In solche Momente spricht Gott ein Wort, das weiter reicht als unser eigenes Vermögen: „Siehe, ich mache alles neu.“
Gott sagt nicht: Ich renoviere neu.
Gott sagt nicht: ich übertünche alles.
Gott sagt nicht: Ich mache alles anders.
Nicht: „Mach dich selbst neu.“
Nicht: „Strenge dich mehr an.“
Sondern: „Ich mache.“
Ein Satz, der die Schwere anerkennt, ihr aber nicht das letzte Wort lässt.
2. Der Kontext: Ein Wort aus Gottes Zukunft für unser Heute
Die Offenbarung ist kein Buch der Flucht, sondern eines des Trostes. Sie richtet sich an Menschen, die unter Druck stehen, die verunsichert und erschöpft sind. An Personen, die sich fragen: Bleibt Gott uns treu? Trägt seine Zusage? Gibt es eine Zukunft?
Mitten in diese Unsicherheit spricht der auf dem Thron: „Siehe, ich mache alles neu.“ Ein Wort aus der göttlichen Vollendung, das schon heute Kraft entfalten will. Ein Wort, das nicht an der Gegenwart vorbeigeht, sondern sie durchstrahlt.
3. Das Neue hat schon begonnen: Christus schafft neue Schöpfung
Paulus bringt es auf den Punkt: „Ist jemand in Christus, dann ist er eine neue Schöpfung; das Alte ist vergangen, Neues ist geworden.“ (2. Korinther 5,17)
Das Neue ist nicht erst in ferner Zukunft sichtbar. Es beginnt im Innersten, dort, wo Christus einzieht. Wo Menschen sich ihm öffnen, Vergebung geschieht, Mut wächst und jemand wieder aufsteht. Gott erneuert nicht erst irgendwann – er erneuert heute.
4. Erneuerung im Alltag: Wenn unser Äußeres ermüdet
Paulus kennt die Realität: Unser äußeres Leben vergeht – körperlich, seelisch, manchmal auch gesellschaftlich. Doch er sagt: „Der innere Mensch wird Tag für Tag erneuert.“
(2. Korinther 4,16)
Das ist die tägliche Zusage: Gott trägt. Christus bleibt. Der Heilige Geist gibt Kraft. Gerade dann, wenn es eng wird. Gerade dann, wenn wir keine Lösung mehr sehen. Gottes Erneuerung ist kein lautes Feuerwerk, sondern ein leiser, beständiger Prozess. Ein Hauch von Hoffnung. Ein Funke Mut. Ein Schritt, der gelingt, obwohl wir es nicht mehr erwartet hätten.

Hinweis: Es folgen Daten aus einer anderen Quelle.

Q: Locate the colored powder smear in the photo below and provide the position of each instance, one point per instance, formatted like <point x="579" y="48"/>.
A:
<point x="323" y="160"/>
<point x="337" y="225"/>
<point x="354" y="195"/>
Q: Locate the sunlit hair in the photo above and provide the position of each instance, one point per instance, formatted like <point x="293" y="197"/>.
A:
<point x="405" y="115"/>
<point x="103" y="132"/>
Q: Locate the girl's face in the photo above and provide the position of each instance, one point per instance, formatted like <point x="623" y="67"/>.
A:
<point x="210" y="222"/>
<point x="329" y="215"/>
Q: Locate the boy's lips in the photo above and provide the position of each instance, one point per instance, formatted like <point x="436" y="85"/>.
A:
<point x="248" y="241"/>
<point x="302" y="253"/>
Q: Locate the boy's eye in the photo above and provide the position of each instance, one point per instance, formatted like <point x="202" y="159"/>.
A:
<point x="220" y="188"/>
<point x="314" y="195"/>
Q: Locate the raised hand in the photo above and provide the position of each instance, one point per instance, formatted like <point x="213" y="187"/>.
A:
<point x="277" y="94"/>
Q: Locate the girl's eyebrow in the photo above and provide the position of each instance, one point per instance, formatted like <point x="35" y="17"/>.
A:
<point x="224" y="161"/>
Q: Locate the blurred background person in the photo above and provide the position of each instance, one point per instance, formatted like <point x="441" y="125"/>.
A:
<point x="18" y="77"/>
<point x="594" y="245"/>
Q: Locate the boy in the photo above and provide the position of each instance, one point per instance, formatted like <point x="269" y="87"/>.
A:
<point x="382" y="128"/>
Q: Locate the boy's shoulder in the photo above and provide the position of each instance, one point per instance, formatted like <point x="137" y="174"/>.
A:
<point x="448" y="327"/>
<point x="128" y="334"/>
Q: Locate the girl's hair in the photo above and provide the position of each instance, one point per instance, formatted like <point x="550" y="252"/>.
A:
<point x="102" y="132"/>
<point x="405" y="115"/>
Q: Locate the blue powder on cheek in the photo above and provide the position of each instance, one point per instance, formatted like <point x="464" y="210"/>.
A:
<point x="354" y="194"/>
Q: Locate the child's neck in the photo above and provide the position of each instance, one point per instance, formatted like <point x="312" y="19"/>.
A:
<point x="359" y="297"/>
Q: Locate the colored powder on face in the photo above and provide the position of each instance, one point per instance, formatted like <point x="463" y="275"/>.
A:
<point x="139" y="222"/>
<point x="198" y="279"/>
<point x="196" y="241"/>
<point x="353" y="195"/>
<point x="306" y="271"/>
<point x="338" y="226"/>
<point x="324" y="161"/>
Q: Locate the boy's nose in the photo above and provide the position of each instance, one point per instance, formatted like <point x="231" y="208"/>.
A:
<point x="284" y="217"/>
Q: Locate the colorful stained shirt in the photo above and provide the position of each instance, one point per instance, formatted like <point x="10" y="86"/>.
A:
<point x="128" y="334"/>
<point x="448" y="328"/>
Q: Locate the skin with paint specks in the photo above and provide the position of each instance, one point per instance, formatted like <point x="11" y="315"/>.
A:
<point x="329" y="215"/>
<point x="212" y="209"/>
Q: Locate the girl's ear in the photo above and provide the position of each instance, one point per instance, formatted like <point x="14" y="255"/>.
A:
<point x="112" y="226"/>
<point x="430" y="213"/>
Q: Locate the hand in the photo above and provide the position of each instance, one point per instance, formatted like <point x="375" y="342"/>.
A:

5. Die große Vollendung: Was Gott neu macht, bleibt für immer
Die Offenbarung öffnet uns den Blick auf das Ziel: Gott wird richten, heilen und vollenden. Er spricht: „Es ist geschehen! Ich bin das A und das O.“
Er, der die Welt geschaffen hat, führt sie auch zu ihrem Ziel. Den Durstigen gibt er Wasser des Lebens umsonst. Den Überwindenden nennt er sein Kind. Er schafft eine Welt, in der das Alte keine Macht mehr hat.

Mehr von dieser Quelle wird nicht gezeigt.